Last week, my doctor explained to me how air was getting into my lungs, but wasn’t getting out – instead, getting trapped inside. For normal people, breathing out should not require any effort. For me, it requires a massive amount of effort, and even then, air is still trapped inside.

As I thought about this more, I couldn’t help but find it so similar to the rest of my life’s experiences. I took in trauma after trauma, and then it got trapped inside my brain and now those memories can’t really get out.

I was literally trapped in my house for most of my life. I was trapped in a family I didn’t want.

Why is “trapped” a recurring theme in my life? Trapped body, trapped memories, now trapped air.

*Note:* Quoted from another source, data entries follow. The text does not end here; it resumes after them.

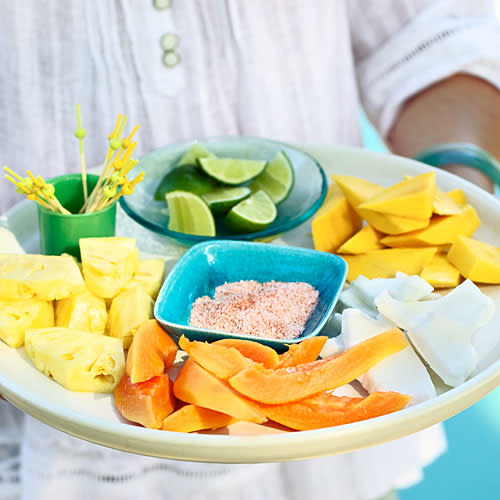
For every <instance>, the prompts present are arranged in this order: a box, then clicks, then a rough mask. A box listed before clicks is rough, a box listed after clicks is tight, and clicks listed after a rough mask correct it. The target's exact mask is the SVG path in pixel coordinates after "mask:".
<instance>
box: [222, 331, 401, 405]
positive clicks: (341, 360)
mask: <svg viewBox="0 0 500 500" xmlns="http://www.w3.org/2000/svg"><path fill="white" fill-rule="evenodd" d="M408 345H409V344H408V341H407V340H406V337H405V335H404V333H403V332H402V331H401V330H399V329H398V328H393V329H391V330H388V331H387V332H384V333H381V334H380V335H376V336H375V337H371V338H369V339H367V340H365V341H363V342H360V343H359V344H356V345H355V346H353V347H351V348H350V349H347V350H346V351H344V352H343V353H341V354H339V355H338V356H335V357H333V358H326V359H321V360H319V361H313V362H311V363H305V364H302V365H298V366H295V367H288V368H277V369H274V370H267V369H265V368H264V367H263V366H262V365H259V364H254V365H252V366H250V367H248V368H246V369H245V370H243V371H241V372H239V373H238V374H237V375H235V376H234V377H231V378H230V379H229V384H230V385H231V387H233V389H235V390H236V391H238V392H239V393H241V394H243V395H244V396H246V397H248V398H250V399H253V400H255V401H258V402H259V403H264V404H270V405H276V404H284V403H290V402H293V401H299V400H301V399H304V398H307V397H309V396H312V395H313V394H317V393H319V392H323V391H327V390H331V389H336V388H337V387H340V386H342V385H345V384H348V383H349V382H352V381H353V380H354V379H356V378H358V377H359V376H360V375H361V374H363V373H365V372H366V371H368V370H369V369H370V368H372V367H373V366H375V365H376V364H377V363H379V362H380V361H382V360H383V359H385V358H386V357H387V356H390V355H391V354H395V353H396V352H399V351H401V350H402V349H404V348H405V347H407V346H408Z"/></svg>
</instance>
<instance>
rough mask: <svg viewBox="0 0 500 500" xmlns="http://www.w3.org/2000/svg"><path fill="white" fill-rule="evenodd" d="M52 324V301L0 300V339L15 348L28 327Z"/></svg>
mask: <svg viewBox="0 0 500 500" xmlns="http://www.w3.org/2000/svg"><path fill="white" fill-rule="evenodd" d="M50 326H54V307H53V306H52V302H45V301H43V300H38V299H27V300H5V301H4V300H1V301H0V339H1V340H3V341H4V342H5V343H6V344H7V345H9V346H10V347H13V348H14V349H17V348H18V347H22V346H23V345H24V335H25V333H26V330H28V329H29V328H48V327H50Z"/></svg>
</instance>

I’m still in a little bit of denial. Once I moved, I just told myself all of my breathing problems were because I was living in filth. That was a possibility. My family was not clean. There was dust, mold, mildew, and bugs, aside from a menagerie of poorly taken care of animals (including five cats all sharing two small litter boxes). I was in and out of the hospital since my early teen years with pneumonia and unstable O2 labels.That was my norm. I thought that would all disappear once I moved. But it didn’t. Because it’s a disease. The damage is already done.

On a positive note, I have been smoking a tiny bit less. Still smoking. But less. In all honesty, it’s probably the medication at work, because I have not been making a conscious effort to do so.

On a less positive note, it’s really annoying to be talking to someone and randomly cough up a string of mucous.